• Articolo , 13 marzo 2009
  • Nuovo centro ricerche UE per autobus e camion più ecologici

  • Il Commissario europeo responsabile della scienza e della ricerca, Janez Potočnik, inaugura “VELA 7”, una nuova struttura nella quale verranno testati il consumo e le emissioni dei mezzi pesanti

Entro il 1° aprile 2010 l’Unione Europea dovrà definire le linee guida per l’applicazione delle nuove norme di emissione, in riferimento all’Euro VI per i veicoli pesanti, una priorità a livello comunitario che ora riceverà un importante supporto da un nuovo laboratorio di prova ad alta tecnologia. Ne da’ l’annuncio oggi il Commissario europeo responsabile della scienza e della ricerca, Janez Potočnik, all’apertura della struttura presso il Centro comune di ricerca (CCR) della Commissione, a Ispra (VA). Tra le strutture più avanzate nel suo genere a livello mondiale, al suo interno saranno testati consumo ed emissioni di autobus e camion. L’impianto, denominato “VELA 7”, si troverà a simulare attraverso un banco a rulli in una camera climatica, la spinta del vento, l’attrito pneumatici-strada e i cicli di guida completi (degli autoarticolati fino a 40 tonnellate o degli autobus fino a 12 metri di lunghezza).

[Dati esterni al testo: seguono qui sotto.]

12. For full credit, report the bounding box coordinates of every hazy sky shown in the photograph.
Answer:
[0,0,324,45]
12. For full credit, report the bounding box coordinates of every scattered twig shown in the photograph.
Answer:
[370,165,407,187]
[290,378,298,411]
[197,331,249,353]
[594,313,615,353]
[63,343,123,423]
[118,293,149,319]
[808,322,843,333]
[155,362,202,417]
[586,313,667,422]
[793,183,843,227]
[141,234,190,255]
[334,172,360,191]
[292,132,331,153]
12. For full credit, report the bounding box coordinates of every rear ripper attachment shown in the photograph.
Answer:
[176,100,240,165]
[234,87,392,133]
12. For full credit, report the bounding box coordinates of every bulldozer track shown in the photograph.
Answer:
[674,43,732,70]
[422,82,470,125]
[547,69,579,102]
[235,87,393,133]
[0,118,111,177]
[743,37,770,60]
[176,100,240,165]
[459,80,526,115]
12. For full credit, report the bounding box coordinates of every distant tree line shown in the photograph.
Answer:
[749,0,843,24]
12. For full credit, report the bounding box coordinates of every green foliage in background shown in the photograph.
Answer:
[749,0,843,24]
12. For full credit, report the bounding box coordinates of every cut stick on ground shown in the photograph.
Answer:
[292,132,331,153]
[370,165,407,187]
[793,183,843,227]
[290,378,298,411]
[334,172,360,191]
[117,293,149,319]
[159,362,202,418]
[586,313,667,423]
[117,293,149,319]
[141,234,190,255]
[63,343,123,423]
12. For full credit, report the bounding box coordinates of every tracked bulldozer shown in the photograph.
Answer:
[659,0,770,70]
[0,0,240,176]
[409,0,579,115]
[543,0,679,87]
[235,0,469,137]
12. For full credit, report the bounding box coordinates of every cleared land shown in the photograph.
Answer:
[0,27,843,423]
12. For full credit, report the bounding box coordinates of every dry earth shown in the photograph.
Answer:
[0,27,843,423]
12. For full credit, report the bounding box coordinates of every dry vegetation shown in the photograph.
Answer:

Per ottenere un quadro completo, sia sotto il profilo quantitativo che qualitativo, il laboratorio sperimenterà anche tutta una serie di combustibili alternativi e di sistemi di post-trattamento dei gas di scarico dei camion in configurazioni esistenti o future. La sperimentazione darà la possibilità ai ricercatori del CCR di provare ad applicare le norme di emissione in vigore in cicli molto simili alle condizioni reali e, in futuro, a svilupparne di nuove. Parte fondamentale del piano di ripresa economica dell’Unione i trasporti ecologici sono dunque tassello irrinunciabile nel lavoro dei prossimi anni. “Oggi il trasporto merci su strada in Europa – ha dichiarato Potočnik – ha raggiunto i 1888 miliardi di tonnellate-chilometri l’anno; se aumentiamo l’efficienza dei camion riusciremo a ridurre di molto il consumo di carburante. La nuova struttura della Commissione darà un contributo importante alle priorità che la Commissione ha fissato in questi campi”.